私たちは無意識のうちに、今日と同じ平穏な日々がこれからも続くと思っています。だからこそ、その“常識”を覆すような特別な出来事にとても敏感です。

これは、ヒトが長い進化の過程で生き延びるための必須の能力でした。しかしその結果、私たちはある特定のリスクだけを過大に評価するようになりました。

もちろん、爆弾テロや鳥インフルを些細な出来事だといっているわけではありません。しかし、マスメディアがテロや感染症の恐怖をあまりにも言い立てると、深刻な二次災害を引き起こすことが知られています。

2001年の9.11同時多発テロは、イスラム過激派のテロリストが4機の旅客機をハイジャックし、ニューヨークの世界貿易センタービルとワシントンDCの国防総省(ペンタゴン)に激突させ、およそ3000人の死者を出した大惨事でした。

旅客機の衝突で高層ビルが崩壊するという衝撃的な映像を繰り返し見せられたアメリカ人は、「飛行機は危険だ」と不安に感じ、長距離の移動にも“より安全な”車を使うようになりました。しかし現実には、車は飛行機よりもはるかに危険だったのです。

アメリカでは、交通事故の死者は年間で6000人に1人です。それに比べて飛行機はきわめて安全な乗り物で、事故による死者は全世界で年間500~1000人です。これを確率に直すと、毎日飛行機に乗ったとして、事故に遭うのはおよそ500年に1回になります。

あるリスク管理の専門家は、仮にテロリストが1週間に1機の割合で旅客機をハイジャックし地表に激突させたとしても、毎月1回飛行機を利用するひとがテロに遭遇して死亡する確率は13万5000人に1人だと試算しました。

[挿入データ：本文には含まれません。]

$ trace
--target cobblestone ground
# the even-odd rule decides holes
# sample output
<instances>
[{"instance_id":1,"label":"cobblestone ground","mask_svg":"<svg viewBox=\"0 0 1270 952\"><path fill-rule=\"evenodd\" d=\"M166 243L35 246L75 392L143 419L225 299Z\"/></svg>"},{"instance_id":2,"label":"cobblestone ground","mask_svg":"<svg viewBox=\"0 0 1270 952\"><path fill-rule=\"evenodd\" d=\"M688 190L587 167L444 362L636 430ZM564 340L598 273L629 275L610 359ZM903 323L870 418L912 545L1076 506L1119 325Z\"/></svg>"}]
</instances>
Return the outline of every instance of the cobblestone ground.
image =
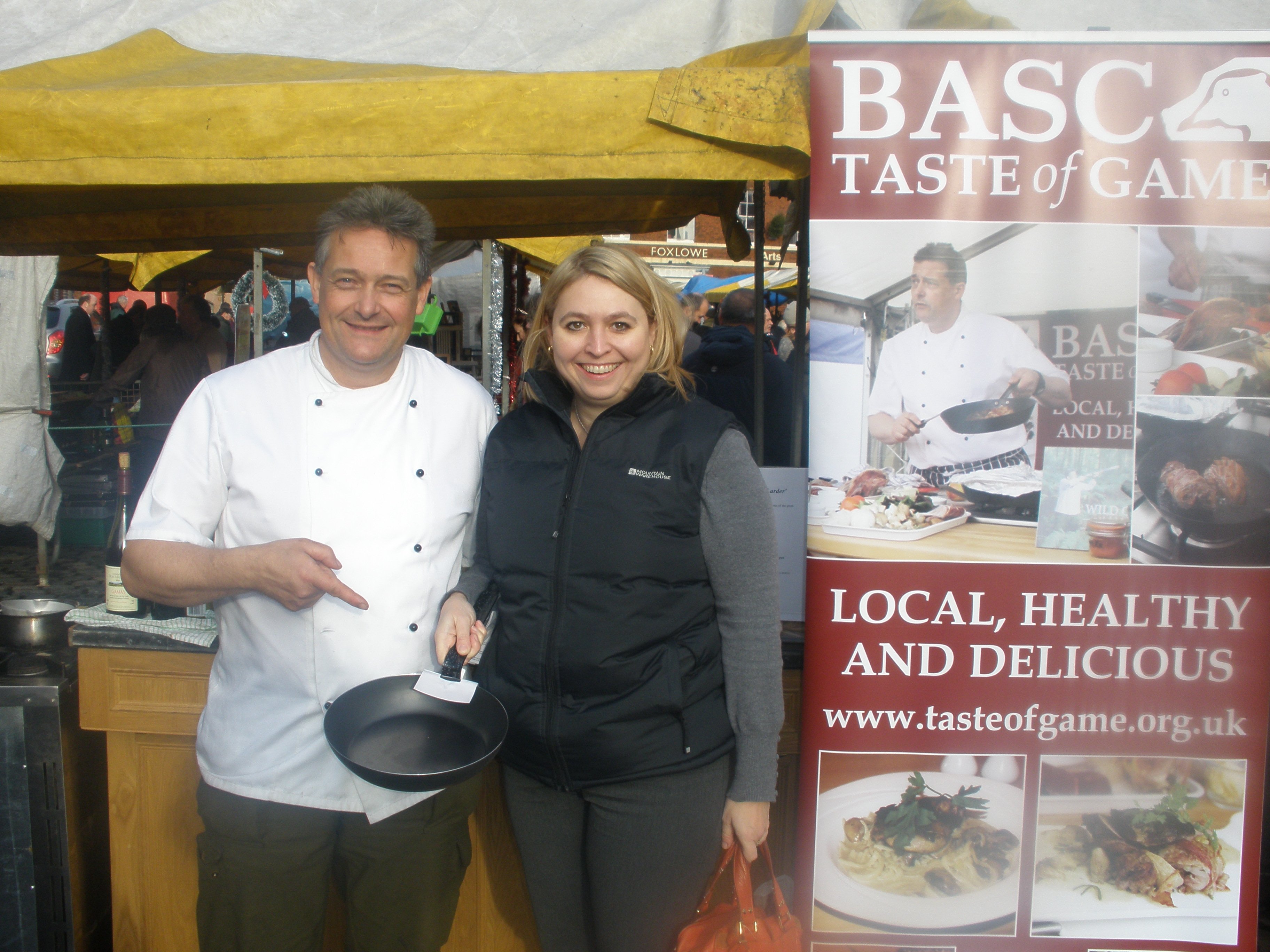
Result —
<instances>
[{"instance_id":1,"label":"cobblestone ground","mask_svg":"<svg viewBox=\"0 0 1270 952\"><path fill-rule=\"evenodd\" d=\"M50 546L50 561L53 551ZM36 575L36 533L25 527L0 527L0 599L52 598L75 605L100 604L105 552L95 546L62 546L48 566L48 586Z\"/></svg>"}]
</instances>

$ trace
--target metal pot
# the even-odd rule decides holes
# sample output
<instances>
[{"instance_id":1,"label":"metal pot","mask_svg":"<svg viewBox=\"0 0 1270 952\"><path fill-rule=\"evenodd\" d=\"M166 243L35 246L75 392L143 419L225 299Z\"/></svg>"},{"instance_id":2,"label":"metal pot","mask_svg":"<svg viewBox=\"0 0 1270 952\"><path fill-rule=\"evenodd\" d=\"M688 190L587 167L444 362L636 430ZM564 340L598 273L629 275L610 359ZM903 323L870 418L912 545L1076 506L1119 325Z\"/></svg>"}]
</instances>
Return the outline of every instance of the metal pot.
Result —
<instances>
[{"instance_id":1,"label":"metal pot","mask_svg":"<svg viewBox=\"0 0 1270 952\"><path fill-rule=\"evenodd\" d=\"M47 598L0 602L0 650L44 651L66 647L66 613L75 605Z\"/></svg>"}]
</instances>

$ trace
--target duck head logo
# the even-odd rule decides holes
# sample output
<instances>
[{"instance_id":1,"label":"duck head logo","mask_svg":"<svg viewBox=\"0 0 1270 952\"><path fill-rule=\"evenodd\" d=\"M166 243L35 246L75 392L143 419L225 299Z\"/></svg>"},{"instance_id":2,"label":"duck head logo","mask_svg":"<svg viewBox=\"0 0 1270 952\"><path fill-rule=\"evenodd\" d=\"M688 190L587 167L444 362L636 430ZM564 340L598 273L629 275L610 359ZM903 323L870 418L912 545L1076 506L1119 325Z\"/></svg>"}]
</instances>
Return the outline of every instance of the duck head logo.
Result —
<instances>
[{"instance_id":1,"label":"duck head logo","mask_svg":"<svg viewBox=\"0 0 1270 952\"><path fill-rule=\"evenodd\" d=\"M1270 142L1270 57L1240 56L1209 70L1161 118L1173 141Z\"/></svg>"}]
</instances>

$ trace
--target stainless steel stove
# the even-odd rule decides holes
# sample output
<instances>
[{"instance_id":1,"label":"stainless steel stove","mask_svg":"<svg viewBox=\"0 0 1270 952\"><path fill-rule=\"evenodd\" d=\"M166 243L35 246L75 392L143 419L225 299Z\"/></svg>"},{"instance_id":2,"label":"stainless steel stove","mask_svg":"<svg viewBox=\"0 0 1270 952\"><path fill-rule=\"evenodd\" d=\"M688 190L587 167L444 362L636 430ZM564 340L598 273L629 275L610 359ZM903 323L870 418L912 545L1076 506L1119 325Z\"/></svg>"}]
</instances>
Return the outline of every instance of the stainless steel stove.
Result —
<instances>
[{"instance_id":1,"label":"stainless steel stove","mask_svg":"<svg viewBox=\"0 0 1270 952\"><path fill-rule=\"evenodd\" d=\"M1241 400L1240 411L1226 424L1229 429L1251 430L1270 437L1270 400ZM1153 432L1138 430L1135 454L1168 434L1167 424L1154 425ZM1241 538L1212 542L1190 538L1172 526L1134 485L1133 496L1133 561L1146 565L1270 565L1270 536L1253 533Z\"/></svg>"},{"instance_id":2,"label":"stainless steel stove","mask_svg":"<svg viewBox=\"0 0 1270 952\"><path fill-rule=\"evenodd\" d=\"M0 654L0 948L109 946L103 737L79 726L75 649Z\"/></svg>"}]
</instances>

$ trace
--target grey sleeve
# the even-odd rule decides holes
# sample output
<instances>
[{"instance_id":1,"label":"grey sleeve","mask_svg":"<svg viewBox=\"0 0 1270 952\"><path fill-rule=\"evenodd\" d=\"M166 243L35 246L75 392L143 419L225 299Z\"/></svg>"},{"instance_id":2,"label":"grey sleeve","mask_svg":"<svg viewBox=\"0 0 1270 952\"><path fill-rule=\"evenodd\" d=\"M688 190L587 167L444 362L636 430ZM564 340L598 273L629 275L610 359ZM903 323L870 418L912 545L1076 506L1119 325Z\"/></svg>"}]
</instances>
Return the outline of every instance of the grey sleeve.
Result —
<instances>
[{"instance_id":1,"label":"grey sleeve","mask_svg":"<svg viewBox=\"0 0 1270 952\"><path fill-rule=\"evenodd\" d=\"M701 547L723 635L728 717L737 735L728 797L773 801L776 744L785 722L776 517L739 430L724 433L706 463Z\"/></svg>"}]
</instances>

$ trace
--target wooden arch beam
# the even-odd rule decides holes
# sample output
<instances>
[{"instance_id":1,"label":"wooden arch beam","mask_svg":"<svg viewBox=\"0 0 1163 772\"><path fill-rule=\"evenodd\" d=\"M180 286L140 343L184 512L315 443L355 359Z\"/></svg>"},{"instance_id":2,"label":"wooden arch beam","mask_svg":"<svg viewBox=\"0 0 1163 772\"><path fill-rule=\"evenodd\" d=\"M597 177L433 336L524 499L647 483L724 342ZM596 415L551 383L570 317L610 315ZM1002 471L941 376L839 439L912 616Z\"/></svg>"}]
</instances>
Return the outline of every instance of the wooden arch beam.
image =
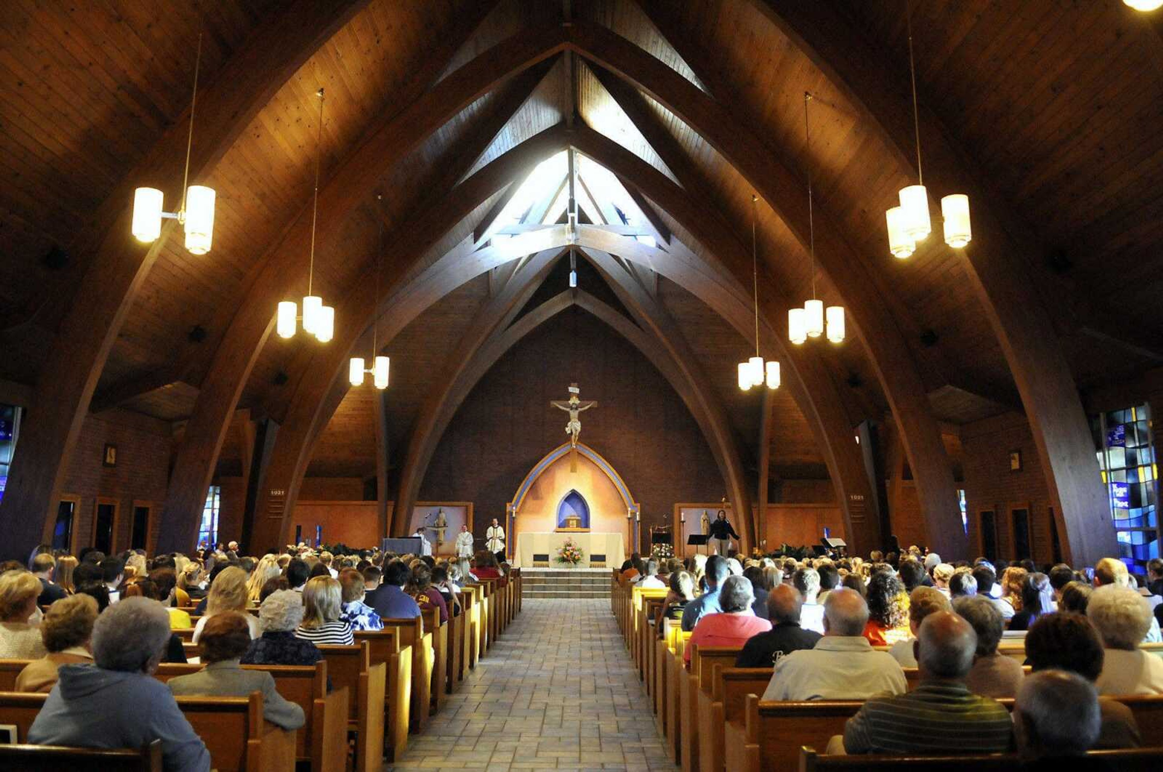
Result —
<instances>
[{"instance_id":1,"label":"wooden arch beam","mask_svg":"<svg viewBox=\"0 0 1163 772\"><path fill-rule=\"evenodd\" d=\"M324 184L319 196L317 241L331 242L352 209L371 196L383 173L426 137L513 74L544 62L562 48L561 35L547 40L519 34L449 73L402 109L393 102ZM201 506L199 501L224 438L226 419L273 328L276 305L301 278L312 227L312 209L304 207L248 276L245 296L214 352L194 403L190 433L178 449L163 508L159 549L190 546L192 532L185 521Z\"/></svg>"},{"instance_id":2,"label":"wooden arch beam","mask_svg":"<svg viewBox=\"0 0 1163 772\"><path fill-rule=\"evenodd\" d=\"M207 176L283 84L366 5L368 0L298 0L265 20L199 90L191 179ZM174 200L180 193L174 185L185 164L186 128L184 113L114 187L71 250L93 255L40 372L22 427L20 451L0 501L2 558L26 559L35 544L51 536L60 486L93 389L137 291L174 228L174 221L165 221L162 236L149 245L134 238L133 191L150 185Z\"/></svg>"},{"instance_id":3,"label":"wooden arch beam","mask_svg":"<svg viewBox=\"0 0 1163 772\"><path fill-rule=\"evenodd\" d=\"M561 134L561 137L562 143L572 140L573 144L582 152L585 152L599 163L606 164L623 178L635 179L644 195L659 203L659 206L668 210L672 217L687 228L712 251L732 258L733 263L737 266L742 263L749 263L749 258L743 253L742 246L733 241L733 236L730 236L728 230L722 228L715 229L712 224L708 224L707 219L702 216L700 205L664 174L661 174L652 166L645 164L645 162L642 162L629 151L616 145L616 143L584 127L577 128L573 131L564 131ZM540 150L542 155L528 155L522 163L531 167L562 146L564 144L547 142ZM515 151L516 149L509 152L513 153ZM494 160L493 164L506 160L508 155L506 153ZM485 170L481 170L473 178L466 180L466 184L472 183L472 186L476 187L475 195L480 196L479 200L481 201L487 200L495 191L512 181L501 176L493 176L491 186L478 183L478 176L484 177L484 172L490 170L490 166L486 166ZM518 167L519 164L512 164L512 166ZM454 194L463 195L464 190L458 187ZM471 205L471 200L465 201L463 207L470 208ZM409 226L407 230L415 229ZM543 241L519 241L531 240L534 237L542 238ZM684 258L682 256L683 250L676 249L675 252L665 252L651 249L633 238L621 237L600 228L586 226L579 227L577 240L582 246L612 251L625 259L658 271L662 276L676 281L692 294L700 296L739 329L744 337L750 338L754 335L750 309L747 302L736 294L734 283L725 280L707 265L698 260ZM506 250L511 250L506 253L512 256L518 252L550 249L555 245L562 246L566 243L564 229L557 226L529 230L514 236L505 243L505 248ZM486 250L481 250L481 252L484 251ZM480 252L473 255L478 256ZM500 257L495 259L500 259ZM462 265L463 263L463 259L458 262ZM486 260L480 262L479 265L486 265ZM478 270L483 271L486 269L479 267ZM744 273L747 272L743 267L739 270ZM466 277L463 280L468 280L469 272L462 276ZM766 302L771 303L773 302L773 298L778 299L778 291L775 287L770 287L769 290L770 292L765 292L765 298L768 299ZM444 290L444 292L447 291L449 290ZM434 292L426 292L424 294L431 299L431 302L440 296L440 294ZM368 313L372 313L370 306L368 306ZM419 310L415 310L415 313L418 314ZM768 310L765 310L766 313ZM786 306L778 306L775 313L776 315L786 315ZM406 323L407 320L413 317L414 314L412 313L402 314L394 300L385 305L385 320ZM258 542L264 548L278 543L279 539L285 539L290 515L293 513L302 474L309 463L317 433L326 426L329 416L334 413L347 391L345 380L342 378L342 373L345 372L344 365L347 360L343 342L348 339L344 326L352 323L355 330L363 331L369 329L372 323L370 319L355 316L347 310L343 314L337 314L337 319L342 320L342 323L340 323L340 329L336 331L336 341L333 341L333 344L338 345L328 346L316 352L315 359L307 367L304 380L292 398L287 420L279 433L279 445L276 449L271 464L269 477L271 482L267 487L284 491L285 498L266 501L261 509L266 516L262 517L262 526L256 524L256 532L262 534L263 539L265 539ZM355 322L350 322L350 320L355 320ZM388 339L390 337L391 335ZM806 383L800 380L801 373L806 373ZM830 378L828 378L823 364L816 355L799 350L795 352L792 366L785 371L785 383L793 388L801 409L804 409L805 415L808 416L813 426L821 448L825 449L825 457L828 460L829 472L833 476L833 482L841 501L850 541L862 545L862 548L863 545L868 545L868 549L879 546L880 538L877 523L863 520L861 517L861 507L854 505L854 501L865 501L866 499L862 496L868 495L863 463L859 459L855 443L848 442L851 437L851 426L844 415L839 393L835 391L835 385ZM438 431L434 429L433 433L438 437ZM708 433L707 436L711 437L713 434ZM416 485L419 486L421 482L422 474L418 473ZM259 530L259 528L265 530Z\"/></svg>"},{"instance_id":4,"label":"wooden arch beam","mask_svg":"<svg viewBox=\"0 0 1163 772\"><path fill-rule=\"evenodd\" d=\"M637 242L635 242L637 243ZM757 528L751 513L751 495L748 491L747 472L739 450L739 438L730 428L727 412L719 398L709 387L709 380L698 357L691 350L683 331L675 323L670 313L662 303L650 296L637 279L635 279L609 253L592 246L583 246L582 252L590 259L606 283L614 290L619 301L630 312L634 321L643 330L648 330L670 356L671 365L686 385L691 403L687 405L702 428L711 445L711 452L719 472L726 484L736 519L743 524L743 539L740 551L750 553L758 545Z\"/></svg>"},{"instance_id":5,"label":"wooden arch beam","mask_svg":"<svg viewBox=\"0 0 1163 772\"><path fill-rule=\"evenodd\" d=\"M484 345L494 330L504 330L521 312L564 251L564 244L561 248L551 246L537 252L521 265L513 278L477 314L468 333L448 356L444 371L436 381L436 387L424 399L412 430L412 438L408 441L395 493L394 513L400 514L393 528L397 535L406 535L406 531L400 529L408 526L409 513L419 496L428 463L436 450L436 443L440 442L440 435L434 434L433 427L442 406L450 399L454 384L472 360L473 353Z\"/></svg>"},{"instance_id":6,"label":"wooden arch beam","mask_svg":"<svg viewBox=\"0 0 1163 772\"><path fill-rule=\"evenodd\" d=\"M884 77L899 71L900 63L891 62L830 3L752 3L844 92L901 169L916 173L907 92ZM923 105L919 121L928 179L940 180L941 190L968 193L972 201L973 241L956 251L1021 394L1058 532L1065 535L1063 557L1092 564L1118 555L1086 413L1051 315L1037 292L1046 280L1032 270L1042 251L1036 236L997 186L973 171L978 165L971 155Z\"/></svg>"},{"instance_id":7,"label":"wooden arch beam","mask_svg":"<svg viewBox=\"0 0 1163 772\"><path fill-rule=\"evenodd\" d=\"M651 19L666 34L679 56L688 64L702 59L692 50L693 43L685 35L659 24L656 16L652 14ZM584 56L634 84L706 140L779 215L807 251L807 196L801 194L806 184L748 128L747 121L661 59L607 29L595 24L575 24L570 41ZM701 71L695 64L692 67L708 87L716 84L713 73ZM964 555L968 542L957 516L952 467L905 337L877 290L876 278L865 260L822 212L815 216L815 244L818 262L842 296L851 327L870 353L872 367L901 428L906 451L914 465L930 543L948 555Z\"/></svg>"},{"instance_id":8,"label":"wooden arch beam","mask_svg":"<svg viewBox=\"0 0 1163 772\"><path fill-rule=\"evenodd\" d=\"M419 212L413 220L393 231L386 240L392 244L393 264L387 283L388 300L384 303L384 307L392 308L392 313L384 316L387 324L380 328L385 342L390 342L431 303L473 277L514 257L540 252L564 242L565 227L558 226L521 234L497 246L468 255L452 250L414 281L400 286L416 262L452 227L481 202L528 174L543 158L564 150L566 145L563 128L542 131L475 172L448 195L438 196L434 207ZM270 484L263 491L255 523L256 544L261 549L278 544L284 538L283 522L294 507L315 439L347 393L343 373L347 372L351 349L371 329L372 320L379 314L372 286L370 281L357 281L351 293L336 307L335 337L327 346L315 350L291 396L267 472ZM272 499L271 489L283 491L284 495ZM284 510L285 514L279 516L278 513ZM188 529L187 524L185 530Z\"/></svg>"}]
</instances>

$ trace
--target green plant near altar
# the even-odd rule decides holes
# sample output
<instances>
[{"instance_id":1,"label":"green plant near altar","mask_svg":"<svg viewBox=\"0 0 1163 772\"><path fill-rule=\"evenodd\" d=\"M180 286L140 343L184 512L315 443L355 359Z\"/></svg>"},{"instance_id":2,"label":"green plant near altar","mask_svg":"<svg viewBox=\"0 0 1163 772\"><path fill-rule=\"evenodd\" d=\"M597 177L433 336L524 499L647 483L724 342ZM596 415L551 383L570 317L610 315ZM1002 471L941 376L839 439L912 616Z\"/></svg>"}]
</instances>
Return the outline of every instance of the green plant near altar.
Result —
<instances>
[{"instance_id":1,"label":"green plant near altar","mask_svg":"<svg viewBox=\"0 0 1163 772\"><path fill-rule=\"evenodd\" d=\"M565 543L557 548L556 560L563 565L578 565L583 557L582 548L572 538L565 539Z\"/></svg>"}]
</instances>

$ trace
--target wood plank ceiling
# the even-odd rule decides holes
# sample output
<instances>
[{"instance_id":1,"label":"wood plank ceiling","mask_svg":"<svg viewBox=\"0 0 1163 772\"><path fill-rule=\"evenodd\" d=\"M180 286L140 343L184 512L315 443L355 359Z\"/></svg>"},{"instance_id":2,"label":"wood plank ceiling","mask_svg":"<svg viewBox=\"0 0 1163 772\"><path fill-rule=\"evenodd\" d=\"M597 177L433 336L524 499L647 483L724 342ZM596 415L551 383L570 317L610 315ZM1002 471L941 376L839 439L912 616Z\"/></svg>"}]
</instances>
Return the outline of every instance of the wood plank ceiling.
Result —
<instances>
[{"instance_id":1,"label":"wood plank ceiling","mask_svg":"<svg viewBox=\"0 0 1163 772\"><path fill-rule=\"evenodd\" d=\"M1157 29L1115 0L907 1L921 100L954 134L966 163L994 181L1005 198L997 206L1013 207L1036 234L1042 252L1014 259L1032 262L1078 384L1098 387L1158 366L1163 47ZM35 384L87 258L73 253L71 245L85 243L98 205L143 149L183 120L198 31L205 33L202 74L212 78L247 44L261 20L287 5L207 1L166 6L165 13L130 0L59 8L13 0L6 6L0 24L0 169L7 181L0 188L0 378ZM326 179L405 86L433 41L448 34L471 5L373 0L277 91L208 179L197 180L217 191L213 251L194 257L179 240L162 250L101 373L94 406L121 403L167 421L188 416L215 336L245 296L257 257L309 205L319 128L315 90L323 86L327 93L321 145ZM887 253L884 210L911 181L911 172L866 126L843 88L761 5L698 0L673 3L671 12L678 23L699 30L739 114L785 163L811 170L818 205L872 269L892 322L918 362L935 415L956 424L1015 406L1013 379L997 337L983 321L978 295L966 290L969 279L957 255L940 238L930 238L907 262ZM839 5L899 64L884 78L907 90L900 2ZM701 87L634 0L575 0L566 8L625 36ZM499 2L448 72L522 28L558 23L561 14L556 3ZM593 65L566 56L554 63L471 171L540 131L577 120L673 179ZM811 152L804 136L805 91L815 98ZM390 231L407 220L426 176L450 162L497 98L493 93L478 99L385 170L380 199L352 213L331 243L319 244L315 284L324 298L337 300L365 280L381 226ZM708 180L709 190L699 194L749 243L751 187L691 127L644 99ZM471 235L493 203L483 202L444 234L421 267ZM806 298L813 278L808 256L770 208L761 206L757 215L765 281L793 299ZM661 216L677 238L718 264L679 223L666 213ZM391 244L387 256L391 259ZM305 285L306 266L302 270ZM816 286L825 300L842 302L826 276L816 276ZM388 346L391 446L407 443L426 379L444 370L442 356L455 348L488 295L485 278L470 281ZM711 373L742 445L758 458L758 396L741 394L733 380L733 365L748 344L677 285L661 280L658 299ZM782 334L783 322L771 323ZM191 335L195 327L206 331L205 341ZM302 336L271 336L238 407L259 417L280 417L311 345ZM887 400L855 335L843 346L825 348L823 359L852 424L885 416ZM341 403L322 433L309 474L374 473L369 394L354 389ZM780 394L775 409L775 473L822 476L822 457L794 401Z\"/></svg>"}]
</instances>

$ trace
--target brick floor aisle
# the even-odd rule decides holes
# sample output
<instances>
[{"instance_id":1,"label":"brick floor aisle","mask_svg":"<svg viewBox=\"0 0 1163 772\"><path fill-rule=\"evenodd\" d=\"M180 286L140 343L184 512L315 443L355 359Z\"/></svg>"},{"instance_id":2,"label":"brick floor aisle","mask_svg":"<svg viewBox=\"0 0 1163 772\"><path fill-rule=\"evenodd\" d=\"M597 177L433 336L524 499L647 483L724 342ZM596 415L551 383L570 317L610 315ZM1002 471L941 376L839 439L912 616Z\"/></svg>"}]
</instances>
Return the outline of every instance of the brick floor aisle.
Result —
<instances>
[{"instance_id":1,"label":"brick floor aisle","mask_svg":"<svg viewBox=\"0 0 1163 772\"><path fill-rule=\"evenodd\" d=\"M675 770L609 599L526 600L386 770Z\"/></svg>"}]
</instances>

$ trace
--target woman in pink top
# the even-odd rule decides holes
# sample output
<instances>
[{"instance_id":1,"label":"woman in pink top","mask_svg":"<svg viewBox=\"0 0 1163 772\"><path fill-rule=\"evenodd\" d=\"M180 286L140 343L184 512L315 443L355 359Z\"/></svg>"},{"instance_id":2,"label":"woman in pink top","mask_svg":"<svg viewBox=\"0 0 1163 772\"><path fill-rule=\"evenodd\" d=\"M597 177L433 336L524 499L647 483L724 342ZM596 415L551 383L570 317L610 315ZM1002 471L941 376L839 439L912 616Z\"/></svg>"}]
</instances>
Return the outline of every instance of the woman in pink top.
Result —
<instances>
[{"instance_id":1,"label":"woman in pink top","mask_svg":"<svg viewBox=\"0 0 1163 772\"><path fill-rule=\"evenodd\" d=\"M751 612L755 591L745 577L728 577L719 589L718 614L705 614L694 626L683 650L683 662L691 665L692 646L742 646L748 638L771 629L771 622Z\"/></svg>"}]
</instances>

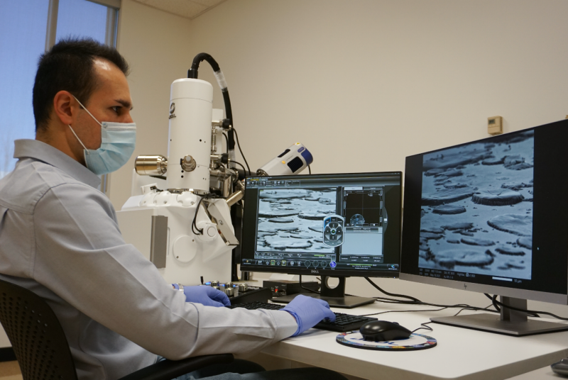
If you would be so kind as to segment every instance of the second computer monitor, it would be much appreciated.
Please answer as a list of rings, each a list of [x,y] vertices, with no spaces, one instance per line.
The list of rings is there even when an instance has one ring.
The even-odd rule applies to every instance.
[[[402,173],[250,177],[241,270],[398,276]]]

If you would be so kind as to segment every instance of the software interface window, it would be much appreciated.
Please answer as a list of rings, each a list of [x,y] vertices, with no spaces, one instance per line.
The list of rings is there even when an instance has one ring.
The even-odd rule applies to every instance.
[[[532,130],[425,155],[420,272],[530,279],[533,166]]]
[[[398,181],[352,175],[248,178],[246,191],[253,196],[247,207],[251,201],[256,206],[254,257],[243,259],[243,264],[398,269],[398,262],[386,262],[383,255],[388,226],[386,200],[393,186],[400,193]]]

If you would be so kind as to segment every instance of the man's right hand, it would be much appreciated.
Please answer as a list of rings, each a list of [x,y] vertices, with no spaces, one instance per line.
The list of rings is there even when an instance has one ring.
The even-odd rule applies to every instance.
[[[329,310],[329,305],[326,301],[301,294],[296,296],[292,302],[280,310],[288,311],[296,318],[297,330],[293,337],[314,327],[323,319],[335,321],[335,314]]]

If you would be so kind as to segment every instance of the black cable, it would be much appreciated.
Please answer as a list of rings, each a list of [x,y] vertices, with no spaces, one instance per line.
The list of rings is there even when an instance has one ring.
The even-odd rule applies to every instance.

ハイジャックが頻発する恐ろしい世界でも、車での移動は飛行機より20倍以上も危険なのです。

同時多発テロが起きた直後から、アメリカでは路上での事故死が急増するようになりました。この数字はおよそ1年後に元に戻りますが、その間、移動手段を飛行機から車に替えたことで増えた死者の数は1595人と推定されています。同時多発テロは、ひとびとのリスク感覚を狂わせることによって、1年間でテロ被害者の半分にも達する“見えない犠牲者”を生み出していたのです。

日本は2011年に、東日本大震災と福島原発事故という大きな悲劇に見舞われました。地震や原子力災害についての大量の報道は、やはりひとびとのリスクに対する認識を誤らせ、非合理的な行動を選択させる可能性があります。

危険を避けようとするのは、生き物としての本能です。しかし、そこには別の危険が待っているかもしれないのです。